Using the Genius API
Genius is a site that grew from providing annotated rap lyrics to annotating the whole web. They provide an easy-to-use API that unfortunately lacks some often needed functionality.
What we can do with it:
- Search their database for song “meta data”
- Get the songs for a given artist ID
- Get annotations (referents) for a song (or any web page).
What we cannot do is:
- Get an artist ID directly through some API entry point
- Get the lyrics for a song.
The second point has probably to do with licensing issues on their part. You can get parts of the lyrics through their referents/annotations endpoint. If you want the full lyrics however, you need to:
- Search for the artist, iterate through songs and get the artist id
- Get songs meta data for the artist id and extract the genius url
- Parse the genius url for the full lyrics.
Note: This post is for informational and learning purposes only. Do not violate genius’ terms of service.
Using the Genius API in Node.js
We will use the great NPM package genius-api that provides a simple interface for using the Genius API. As we don’t do query for any user-specific data, the authentication part works by registering your client and getting the client access token directly from their dashboard.
To initialize genius-api
you call it with the client access token:
import Genius from 'genius-api'
const accessToken = 'ABCDEFGHIJKLMNOPQRSTUVWXYZ1234567890'
const genius = new Genius(accessToken)
Getting the artist id
We will search for the artist, iterate through the results (songs), and grab the artist id from there once there is a match:
// genius API does not have an artist entrypoint.

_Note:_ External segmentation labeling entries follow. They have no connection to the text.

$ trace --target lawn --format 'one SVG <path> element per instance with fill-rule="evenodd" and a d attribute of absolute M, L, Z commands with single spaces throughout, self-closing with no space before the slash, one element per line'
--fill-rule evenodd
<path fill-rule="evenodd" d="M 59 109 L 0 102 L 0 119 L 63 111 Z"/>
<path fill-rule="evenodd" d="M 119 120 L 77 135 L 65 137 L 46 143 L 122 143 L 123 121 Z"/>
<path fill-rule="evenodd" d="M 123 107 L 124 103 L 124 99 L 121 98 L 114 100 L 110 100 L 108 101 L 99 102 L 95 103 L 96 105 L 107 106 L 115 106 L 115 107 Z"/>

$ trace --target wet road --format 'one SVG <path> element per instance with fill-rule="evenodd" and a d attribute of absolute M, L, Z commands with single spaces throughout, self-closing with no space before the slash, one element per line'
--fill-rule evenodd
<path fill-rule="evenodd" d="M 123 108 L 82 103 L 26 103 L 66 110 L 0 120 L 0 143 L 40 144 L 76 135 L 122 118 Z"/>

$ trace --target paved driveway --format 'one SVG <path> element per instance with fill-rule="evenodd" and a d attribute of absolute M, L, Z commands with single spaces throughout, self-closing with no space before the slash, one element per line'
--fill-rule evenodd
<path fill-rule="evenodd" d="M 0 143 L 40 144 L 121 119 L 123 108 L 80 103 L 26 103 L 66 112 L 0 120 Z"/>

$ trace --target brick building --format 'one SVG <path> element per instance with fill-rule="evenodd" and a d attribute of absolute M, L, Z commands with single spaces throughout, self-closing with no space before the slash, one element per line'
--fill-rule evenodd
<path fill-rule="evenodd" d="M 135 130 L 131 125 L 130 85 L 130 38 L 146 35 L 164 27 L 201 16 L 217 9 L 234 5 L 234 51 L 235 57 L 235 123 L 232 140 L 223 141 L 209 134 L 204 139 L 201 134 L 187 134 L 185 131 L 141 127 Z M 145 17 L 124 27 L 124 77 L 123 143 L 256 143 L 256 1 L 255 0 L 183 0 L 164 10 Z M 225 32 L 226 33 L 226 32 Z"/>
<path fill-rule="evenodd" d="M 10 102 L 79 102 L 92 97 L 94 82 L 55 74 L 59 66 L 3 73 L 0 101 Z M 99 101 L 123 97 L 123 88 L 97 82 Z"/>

// Instead, search for the artist => get a song by that artist => get API info on that song => get artist id
Genius.prototype.getArtistIdByName = function getArtistIdByName(artistName) {
const normalizeName = name => name.replace(/\./g, '').toLowerCase() // regex removes dots
const artistNameNormalized = normalizeName(artistName)
return this.search(artistName)
.then((response) => {
for (let i = 0; i < response.hits.length; i += 1) {
const hit = response.hits[i]
if (hit.type === 'song' && normalizeName(hit.result.primary_artist.name) === artistNameNormalized) {
return hit.result
}
}
throw new Error(`Did not find any songs whose artist is "${artistNameNormalized}".`)
})
.then(songInfo => songInfo.primary_artist.id)
}
const genius = new Genius(accessToken)
genius.getArtistIdByName('Drake')
.then(artistId => { /* ... */ })
.catch(err => console.error(err))
Getting the songs from artist id
Given the artist id, a request to /artists/:id/songs
is enough to get the songs:
genius.songsByArtist(artistId, {
per_page: 50,
sort: 'popularity',
})
.then(songs => songs.map(song => song.url)) // has more song info like 'id', 'title', ...
Parse the song url for the full lyrics
We will download the song URLs using node-fetch and parse the HTML with the awesome cheerio.
Genius.prototype.getSongLyrics = function getSongLyrics(geniusUrl) {
return fetch(geniusUrl, {
method: 'GET',
})
.then(response => {
if (response.ok) return response.text()
throw new Error('Could not get song url ...')
})
.then(parseSongHTML)
}
// parse.js
import cheerio from 'cheerio'
function parseSongHTML(htmlText) {
const $ = cheerio.load(htmlText)
const lyrics = $('.lyrics').text()
const releaseDate = $('release-date .song_info-info').text()
return {
lyrics,
releaseDate,
}
}
The lyrics live in an HTML tag called lyrics
and are really convenient to parse, same for the release data.
Now you got a way to get the lyrics for artists and can build something interesting on top of it.